Korishë (Кориша; romanized: Koriša) is a village in the Prizren Municipality in southern Kosovo.

==History==
Prior to the Ottoman expansion into the region, Korishë was a large settlement that extended out into the Brešta ridge to the east of the village. The area surrounding the village had nine Serbian Orthodox sites including the Hermitage of St. Peter of Koriša and Monastery of St. Mark of Koriša scattered within the Brešta ridge.

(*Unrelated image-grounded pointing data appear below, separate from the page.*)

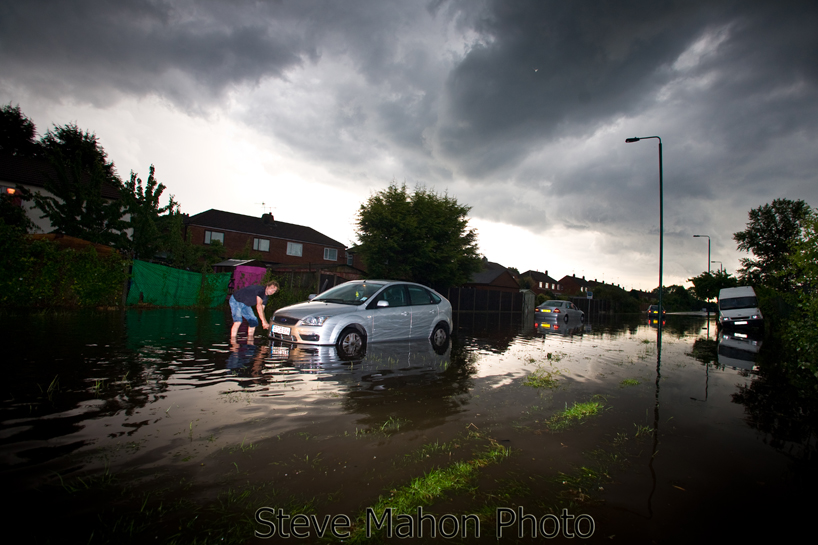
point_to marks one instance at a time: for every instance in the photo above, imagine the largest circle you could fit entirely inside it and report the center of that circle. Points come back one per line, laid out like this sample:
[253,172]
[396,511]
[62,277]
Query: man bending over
[241,305]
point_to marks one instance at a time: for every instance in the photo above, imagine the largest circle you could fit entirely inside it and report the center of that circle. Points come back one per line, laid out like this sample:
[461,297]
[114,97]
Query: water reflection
[151,387]
[739,349]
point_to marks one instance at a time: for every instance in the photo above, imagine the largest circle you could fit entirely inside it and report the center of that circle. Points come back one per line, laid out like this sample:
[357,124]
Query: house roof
[26,171]
[540,277]
[265,226]
[578,281]
[490,273]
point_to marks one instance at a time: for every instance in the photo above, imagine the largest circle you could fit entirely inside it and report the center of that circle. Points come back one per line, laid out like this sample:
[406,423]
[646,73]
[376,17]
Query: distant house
[541,282]
[278,242]
[573,285]
[493,276]
[33,174]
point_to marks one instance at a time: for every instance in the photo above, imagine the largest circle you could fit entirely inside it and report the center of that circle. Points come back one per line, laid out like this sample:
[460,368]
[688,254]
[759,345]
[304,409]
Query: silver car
[554,311]
[354,313]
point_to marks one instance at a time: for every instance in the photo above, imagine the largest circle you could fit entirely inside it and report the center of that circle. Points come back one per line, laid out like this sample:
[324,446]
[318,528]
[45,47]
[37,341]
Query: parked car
[653,310]
[554,311]
[366,311]
[738,307]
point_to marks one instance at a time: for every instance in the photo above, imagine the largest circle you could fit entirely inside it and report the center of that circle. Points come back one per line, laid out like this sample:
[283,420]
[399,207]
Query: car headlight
[314,320]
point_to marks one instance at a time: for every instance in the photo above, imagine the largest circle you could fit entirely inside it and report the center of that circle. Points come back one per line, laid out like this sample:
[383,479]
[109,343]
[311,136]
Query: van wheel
[351,343]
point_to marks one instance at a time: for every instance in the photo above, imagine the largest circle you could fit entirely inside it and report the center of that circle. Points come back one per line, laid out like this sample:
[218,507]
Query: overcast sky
[519,109]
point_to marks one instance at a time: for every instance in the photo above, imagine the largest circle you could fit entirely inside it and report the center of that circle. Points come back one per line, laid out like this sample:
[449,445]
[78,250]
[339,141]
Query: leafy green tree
[69,144]
[422,237]
[17,133]
[707,285]
[77,207]
[13,211]
[769,235]
[801,331]
[149,220]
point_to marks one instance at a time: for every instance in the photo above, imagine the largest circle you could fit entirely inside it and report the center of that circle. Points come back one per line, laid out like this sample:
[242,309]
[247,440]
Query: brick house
[541,282]
[278,242]
[573,285]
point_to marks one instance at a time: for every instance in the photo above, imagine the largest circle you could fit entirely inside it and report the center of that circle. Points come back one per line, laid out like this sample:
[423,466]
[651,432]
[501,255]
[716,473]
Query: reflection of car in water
[558,311]
[654,321]
[360,312]
[738,349]
[738,307]
[403,361]
[573,326]
[653,311]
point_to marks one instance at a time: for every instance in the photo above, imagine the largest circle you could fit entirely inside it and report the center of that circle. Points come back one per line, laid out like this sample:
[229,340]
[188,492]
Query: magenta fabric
[245,276]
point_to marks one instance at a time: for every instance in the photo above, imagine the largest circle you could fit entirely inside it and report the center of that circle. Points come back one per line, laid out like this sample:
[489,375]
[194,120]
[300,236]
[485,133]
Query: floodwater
[149,425]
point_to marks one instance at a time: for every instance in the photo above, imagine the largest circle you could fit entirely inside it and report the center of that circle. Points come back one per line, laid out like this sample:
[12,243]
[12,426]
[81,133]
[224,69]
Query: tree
[769,235]
[69,143]
[801,331]
[150,221]
[422,237]
[17,133]
[78,208]
[708,285]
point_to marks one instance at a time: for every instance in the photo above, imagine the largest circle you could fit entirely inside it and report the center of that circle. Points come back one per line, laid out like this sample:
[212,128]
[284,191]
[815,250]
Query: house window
[261,244]
[213,236]
[294,248]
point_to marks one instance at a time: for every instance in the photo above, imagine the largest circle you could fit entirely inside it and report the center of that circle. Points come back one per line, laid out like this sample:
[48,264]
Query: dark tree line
[80,181]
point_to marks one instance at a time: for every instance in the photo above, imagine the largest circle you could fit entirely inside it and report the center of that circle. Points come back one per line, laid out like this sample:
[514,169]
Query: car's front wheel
[440,337]
[351,343]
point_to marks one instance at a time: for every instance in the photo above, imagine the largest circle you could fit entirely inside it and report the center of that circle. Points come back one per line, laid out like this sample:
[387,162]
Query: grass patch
[424,490]
[575,414]
[543,378]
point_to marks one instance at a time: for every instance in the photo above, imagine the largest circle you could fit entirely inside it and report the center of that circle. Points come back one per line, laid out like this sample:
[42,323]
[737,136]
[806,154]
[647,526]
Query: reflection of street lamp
[708,250]
[661,215]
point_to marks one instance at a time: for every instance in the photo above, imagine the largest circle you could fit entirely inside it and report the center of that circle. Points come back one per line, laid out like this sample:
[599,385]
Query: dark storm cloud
[596,61]
[520,107]
[95,51]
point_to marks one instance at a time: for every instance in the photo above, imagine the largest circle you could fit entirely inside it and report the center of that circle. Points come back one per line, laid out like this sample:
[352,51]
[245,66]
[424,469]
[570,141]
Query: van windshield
[738,302]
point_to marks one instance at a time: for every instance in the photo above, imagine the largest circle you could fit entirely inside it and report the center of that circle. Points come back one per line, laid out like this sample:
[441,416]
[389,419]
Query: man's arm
[260,309]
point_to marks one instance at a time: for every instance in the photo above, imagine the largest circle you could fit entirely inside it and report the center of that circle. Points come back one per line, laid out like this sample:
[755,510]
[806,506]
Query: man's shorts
[240,310]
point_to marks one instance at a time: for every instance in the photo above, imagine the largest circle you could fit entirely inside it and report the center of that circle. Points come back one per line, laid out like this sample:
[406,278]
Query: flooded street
[138,425]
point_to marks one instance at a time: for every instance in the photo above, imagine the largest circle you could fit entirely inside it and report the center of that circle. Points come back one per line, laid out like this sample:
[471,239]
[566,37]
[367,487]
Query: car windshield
[738,302]
[350,293]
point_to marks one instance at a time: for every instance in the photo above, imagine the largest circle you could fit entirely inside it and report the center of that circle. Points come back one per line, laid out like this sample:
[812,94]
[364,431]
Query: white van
[738,307]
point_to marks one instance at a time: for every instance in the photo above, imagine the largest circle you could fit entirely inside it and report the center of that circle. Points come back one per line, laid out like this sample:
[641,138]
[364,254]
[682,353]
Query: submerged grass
[422,491]
[543,377]
[575,414]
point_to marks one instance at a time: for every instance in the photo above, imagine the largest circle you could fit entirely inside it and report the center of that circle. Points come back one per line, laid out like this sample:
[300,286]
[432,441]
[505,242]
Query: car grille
[285,320]
[288,338]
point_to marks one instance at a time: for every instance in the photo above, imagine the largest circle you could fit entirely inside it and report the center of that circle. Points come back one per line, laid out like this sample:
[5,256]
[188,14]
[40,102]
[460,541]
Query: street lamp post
[661,216]
[708,250]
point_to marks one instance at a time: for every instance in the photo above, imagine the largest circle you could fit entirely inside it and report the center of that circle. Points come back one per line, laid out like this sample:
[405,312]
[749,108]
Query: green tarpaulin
[167,287]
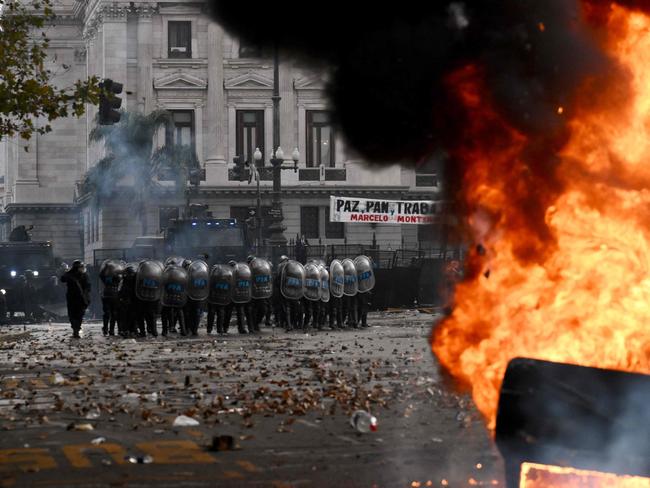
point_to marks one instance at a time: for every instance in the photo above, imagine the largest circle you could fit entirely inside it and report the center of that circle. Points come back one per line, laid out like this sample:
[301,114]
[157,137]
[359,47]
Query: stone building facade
[170,55]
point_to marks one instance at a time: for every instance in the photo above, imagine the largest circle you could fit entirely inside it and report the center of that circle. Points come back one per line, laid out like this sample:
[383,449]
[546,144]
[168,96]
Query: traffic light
[196,176]
[108,102]
[239,170]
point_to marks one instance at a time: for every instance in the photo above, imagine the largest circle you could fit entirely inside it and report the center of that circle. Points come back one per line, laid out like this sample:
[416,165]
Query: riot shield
[175,286]
[312,282]
[198,277]
[174,261]
[262,278]
[324,284]
[221,281]
[241,291]
[337,278]
[351,285]
[148,281]
[292,282]
[110,273]
[365,273]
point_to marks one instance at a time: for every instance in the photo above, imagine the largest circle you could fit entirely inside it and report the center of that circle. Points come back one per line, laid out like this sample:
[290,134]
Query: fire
[563,270]
[542,476]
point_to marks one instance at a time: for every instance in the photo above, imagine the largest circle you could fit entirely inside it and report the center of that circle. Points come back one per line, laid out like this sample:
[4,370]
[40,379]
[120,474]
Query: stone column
[114,45]
[287,107]
[216,166]
[145,58]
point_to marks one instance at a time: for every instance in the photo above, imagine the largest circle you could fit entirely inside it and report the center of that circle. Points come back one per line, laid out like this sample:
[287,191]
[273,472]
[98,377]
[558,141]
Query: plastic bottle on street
[363,422]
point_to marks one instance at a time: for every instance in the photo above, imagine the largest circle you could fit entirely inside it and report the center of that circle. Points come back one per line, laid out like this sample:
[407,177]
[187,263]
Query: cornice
[403,192]
[192,63]
[14,208]
[97,13]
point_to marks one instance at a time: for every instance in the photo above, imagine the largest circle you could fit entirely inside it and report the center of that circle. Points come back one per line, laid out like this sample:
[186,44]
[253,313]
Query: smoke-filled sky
[391,64]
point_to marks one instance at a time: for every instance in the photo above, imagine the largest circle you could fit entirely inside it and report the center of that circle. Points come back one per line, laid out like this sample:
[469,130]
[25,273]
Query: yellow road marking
[26,459]
[247,466]
[76,453]
[176,452]
[233,475]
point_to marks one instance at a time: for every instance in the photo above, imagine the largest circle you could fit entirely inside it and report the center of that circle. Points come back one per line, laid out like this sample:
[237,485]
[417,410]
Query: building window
[320,139]
[427,235]
[181,129]
[166,215]
[249,50]
[250,133]
[242,214]
[96,227]
[333,230]
[425,173]
[309,222]
[180,39]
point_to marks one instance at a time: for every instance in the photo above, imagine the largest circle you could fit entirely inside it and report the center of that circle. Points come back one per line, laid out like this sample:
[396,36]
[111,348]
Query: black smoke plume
[390,63]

At the turn of the 20th century, the population demographics of Koriša changed. Prior to 1912, there were between 30 and 40 Serbian households and by 1940, only 25 Serb homes remained with many Serb families moving permanently to Belgrade, Prizren and Niš. Throughout this time, many Albanians moved down from settlements on the Kabash Mountain into Korishë. By 1940, there were 54 Albanian households. During the Yugoslav colonisation of Kosovo, 11 Serbo-Montenegrin colonist families were settled in the locality of Korisha-Kabashi.

During World War II, in the village of Korisha near Prizren, Albanians destroyed the 14th-century Serbian Church of St. Peter.

=== Kosovo War ===

During the Kosovo War, the village was the site of the NATO-ordered Koriša bombing, which resulted in the deaths of roughly 100 civilians.

== Notable sites ==
There are 3 artificial waterfalls, which are being visited by a lot of Tourists all around Kosovo.

On the right side of Kabash Mountain, in an area called Gralishtë, is a large, unfinished castle. It dates from the 5th to 6th century.